Well, after UNIX became popular (at least among University
types) the ASCII standard was revised to explicitly permit
the behavior of UNIX text files - and they adopted the rename
of LF as NL. Actually they permitted (and still permit) both
uses and meanings of the character - just not in the same
implementation. In the standard, the use of the code as
NL is still officially termed a format effector whose meaning
is the combination of CR and LF. (It was also deprecated,
and still was as recently as the 1986 revision of the standard
doc - the most recent I have a copy of.)
Today we'd all be better off (IMO) if we adopted the original
ASCII standard - with the modification of using the US, RS,
GS, and FS character as terminators rather than separators.
Nearly all display and hardcopy devices are driven through
filters (to permit data other than text) anyway. So, the
extra work required for converting RS to the CR/LF
operations would be in the device drivers where it belongs.
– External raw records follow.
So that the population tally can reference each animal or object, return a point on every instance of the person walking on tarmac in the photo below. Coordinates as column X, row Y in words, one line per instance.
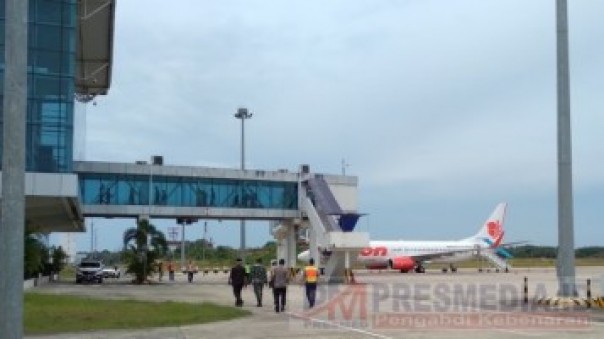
column 311, row 275
column 190, row 271
column 258, row 278
column 238, row 280
column 170, row 270
column 279, row 279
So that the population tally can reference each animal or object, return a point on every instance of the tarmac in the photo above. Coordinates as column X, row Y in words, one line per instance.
column 466, row 304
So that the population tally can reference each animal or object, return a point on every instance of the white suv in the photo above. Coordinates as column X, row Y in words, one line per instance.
column 89, row 271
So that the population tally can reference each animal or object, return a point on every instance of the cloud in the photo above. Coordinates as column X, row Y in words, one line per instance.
column 430, row 102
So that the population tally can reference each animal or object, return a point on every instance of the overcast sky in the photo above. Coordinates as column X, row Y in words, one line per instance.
column 442, row 108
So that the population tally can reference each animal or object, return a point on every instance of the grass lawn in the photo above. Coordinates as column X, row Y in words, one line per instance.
column 48, row 314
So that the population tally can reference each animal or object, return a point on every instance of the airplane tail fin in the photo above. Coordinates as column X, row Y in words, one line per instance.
column 492, row 231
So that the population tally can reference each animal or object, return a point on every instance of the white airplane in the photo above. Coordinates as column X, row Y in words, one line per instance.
column 412, row 255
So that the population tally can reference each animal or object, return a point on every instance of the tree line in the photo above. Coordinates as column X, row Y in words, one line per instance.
column 532, row 251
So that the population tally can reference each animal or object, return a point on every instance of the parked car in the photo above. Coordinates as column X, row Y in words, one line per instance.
column 111, row 272
column 89, row 271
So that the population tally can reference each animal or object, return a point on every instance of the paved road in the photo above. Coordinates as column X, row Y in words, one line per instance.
column 384, row 305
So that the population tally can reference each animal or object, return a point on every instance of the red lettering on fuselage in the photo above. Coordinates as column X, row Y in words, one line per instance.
column 379, row 251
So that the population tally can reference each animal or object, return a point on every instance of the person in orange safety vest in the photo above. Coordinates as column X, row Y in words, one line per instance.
column 311, row 276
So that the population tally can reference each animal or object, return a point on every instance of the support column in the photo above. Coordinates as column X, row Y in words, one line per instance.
column 566, row 234
column 291, row 256
column 12, row 223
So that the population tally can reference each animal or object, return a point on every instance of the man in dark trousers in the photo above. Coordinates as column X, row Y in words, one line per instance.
column 238, row 280
column 280, row 279
column 258, row 278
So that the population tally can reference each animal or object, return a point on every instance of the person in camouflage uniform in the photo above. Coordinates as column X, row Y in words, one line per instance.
column 258, row 278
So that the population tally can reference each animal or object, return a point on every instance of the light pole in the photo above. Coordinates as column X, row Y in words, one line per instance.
column 203, row 243
column 242, row 113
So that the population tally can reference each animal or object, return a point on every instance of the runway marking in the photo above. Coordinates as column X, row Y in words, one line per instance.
column 339, row 325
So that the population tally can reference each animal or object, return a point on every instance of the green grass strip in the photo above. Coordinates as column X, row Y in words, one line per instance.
column 51, row 314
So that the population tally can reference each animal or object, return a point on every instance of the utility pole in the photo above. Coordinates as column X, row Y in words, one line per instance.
column 566, row 235
column 12, row 220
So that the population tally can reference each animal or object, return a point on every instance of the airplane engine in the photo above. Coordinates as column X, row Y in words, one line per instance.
column 404, row 264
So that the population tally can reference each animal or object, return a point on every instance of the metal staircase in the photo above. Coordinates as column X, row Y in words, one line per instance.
column 332, row 240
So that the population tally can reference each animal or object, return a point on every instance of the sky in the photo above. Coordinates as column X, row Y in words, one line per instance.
column 442, row 108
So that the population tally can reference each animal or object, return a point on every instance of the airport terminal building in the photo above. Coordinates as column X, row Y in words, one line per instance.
column 69, row 61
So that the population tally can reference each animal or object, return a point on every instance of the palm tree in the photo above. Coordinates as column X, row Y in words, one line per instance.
column 143, row 245
column 36, row 254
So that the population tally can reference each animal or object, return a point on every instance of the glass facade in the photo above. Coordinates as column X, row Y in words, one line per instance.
column 122, row 189
column 50, row 84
And, it would then be possible to use LF for it's original
intent as well.
The real problem is not so much that UNIX chose not to
comply with the original ASCII standard, but that it set
a precedent for others also to disregard it - but differently.
I don't really miss having LF (how many times do I really
need to go to the same position on the next line?). It's
the lack of a portable standard that is irksome.